In these matters, logic is not enough. The hypocritical campaign against the so-called "killer" lorry is sufficient proof of this. In resisting any closer control over vans, trade and industry have general support and the comfortable assurance that no government is likely to amend the law in the way that the hauliers wish.

ALTHOUGH there are important issues on which the two sides of the road transport industry disagree, there are many more on which they must work together, or at any rate in harmony, if they are to resist pressure from Government, local authorities and the public. Clearly, the Minister for the Environment, Mr Peter Walker, has not turned down the idea that heavy lorries should in due course be banned from residential areas in major cities.

News has been given in the House of Lords of a research study into the distribution of goods in towns by vehicles of a size more suited to the conditions. There are proposals that depots should be provided on the outskirts of towns where bulk loads can be broken down for transmission on small vehicles. It was even suggested at one stage that these depots should be incorporated in the plans for facilities where lorries can be parked at night and drivers can obtain food and accommodation.

0 PERATORS have realized the implications of this ingenious plan whereby they would help provide a rod for their own back.
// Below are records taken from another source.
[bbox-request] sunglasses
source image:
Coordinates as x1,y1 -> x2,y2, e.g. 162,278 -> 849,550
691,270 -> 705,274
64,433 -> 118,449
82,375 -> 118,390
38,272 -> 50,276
The idea is impracticable; it would be prohibitively expensive; there are obvious security risks; and there would certainly not be the expected easing of congestion.

In spite of these drawbacks, some local authority or another may decide to introduce some such scheme accompanied by extensive restrictions on the heavy lorry. Once it has been adopted in one town, others will follow the example. The opposition will become all the harder. It is essential that the resistance already building up among operators should become united on this matter at least, even if on some other matters separate action has to be taken and operators may even disagree among themselves.